‘King Cobra’ delves into the world of gay porn, being graphic but not too revealing or vulgar. Director Justin Kelly proves to be a maestro of discreet authenticity, adapting for the big screen the book by Andrew E. Stoner and Peter A. Conway, ‘Cobra Killer: Gay Porn, Murder, and the Manhunt to Bring the Killers to Justice.’
The film and book are inspired by the true story of Sean Paul Lockhart, a.k.a. Brent Corrigan, a young man from San Diego who was discovered by an influential porn producer and eventually became a star. The cinematic adaptation gradually builds up to the gruesome murder of the forty-four year old entrepreneur Bryan Kocis (Stephen in the movie), because he was standing in the way of a couple of gay adult film producers who wanted to hire Brent.

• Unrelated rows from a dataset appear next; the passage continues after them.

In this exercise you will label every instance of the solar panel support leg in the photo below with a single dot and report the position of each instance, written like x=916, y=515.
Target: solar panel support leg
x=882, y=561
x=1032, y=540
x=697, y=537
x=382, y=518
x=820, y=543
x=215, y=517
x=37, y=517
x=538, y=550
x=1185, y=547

‘King Cobra’ transforms into motion pictures the words of the Stoner-Conway book, through crude images that are never tasteless. Nudity is restrained to buttocks and carefully orchestrated sex, but there are no frontal scenes or obscene depictions. The director manages to be brutally suggestive without becoming sleazy.
Equally praiseworthy is his casting choice. Christian Slater, playing Stephen, effectively portrays a buttoned-up debauchee who gets vulnerable and possessive towards his young porn star. Just as fit for the role is Garrett Clayton, a former Disney star, interpreting Brent. His resemblance to Zac Efron enhances the way prodigy child actors have embraced roles that contrast with their wholesome debut-image, to test their versatility. Thus, Clayton confronts a challenging role using his ingenue looks to embody the wannabe porn celebrity, creating a very effective juxtaposition. For the little we see them, also Alicia Silverstone (as Janette – Brent’s mother) and Molly Ringwald (as Amy – Stephen’s sister) deliver fervid performances.

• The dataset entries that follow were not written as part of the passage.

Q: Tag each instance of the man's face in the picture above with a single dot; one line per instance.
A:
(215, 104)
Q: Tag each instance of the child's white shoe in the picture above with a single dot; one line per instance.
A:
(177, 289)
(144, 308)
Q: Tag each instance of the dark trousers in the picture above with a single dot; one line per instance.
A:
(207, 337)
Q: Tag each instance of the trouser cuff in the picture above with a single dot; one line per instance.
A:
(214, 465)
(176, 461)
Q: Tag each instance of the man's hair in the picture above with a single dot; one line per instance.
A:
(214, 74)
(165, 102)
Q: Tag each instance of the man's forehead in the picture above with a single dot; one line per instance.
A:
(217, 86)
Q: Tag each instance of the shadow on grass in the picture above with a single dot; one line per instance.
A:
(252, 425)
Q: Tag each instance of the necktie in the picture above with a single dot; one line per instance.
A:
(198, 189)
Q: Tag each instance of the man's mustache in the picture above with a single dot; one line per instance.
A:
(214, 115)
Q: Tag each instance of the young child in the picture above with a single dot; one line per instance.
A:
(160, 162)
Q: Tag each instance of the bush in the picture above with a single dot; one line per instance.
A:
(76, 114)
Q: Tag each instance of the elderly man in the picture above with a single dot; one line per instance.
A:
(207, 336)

James Franco, playing Cobra’s rival producer Joe, and Keegan Allen, as his partner Harlow, delineate a psychologically intriguing relationship. One in which dominance and submission goes beyond sexual intercourse but determines the day to day relationship, that spans from work decisions to the ultimate act of violence that Harlow carries out persuaded by Joe. Their chemistry on camera is gripping and leads the suspense of the story.
‘King Cobra’ withdraws from political correctness and cheap voyeurism, finding the perfect equilibrium to account a grisly piece of crime news connected to the gay porn industry, through a sexually cerebral thriller.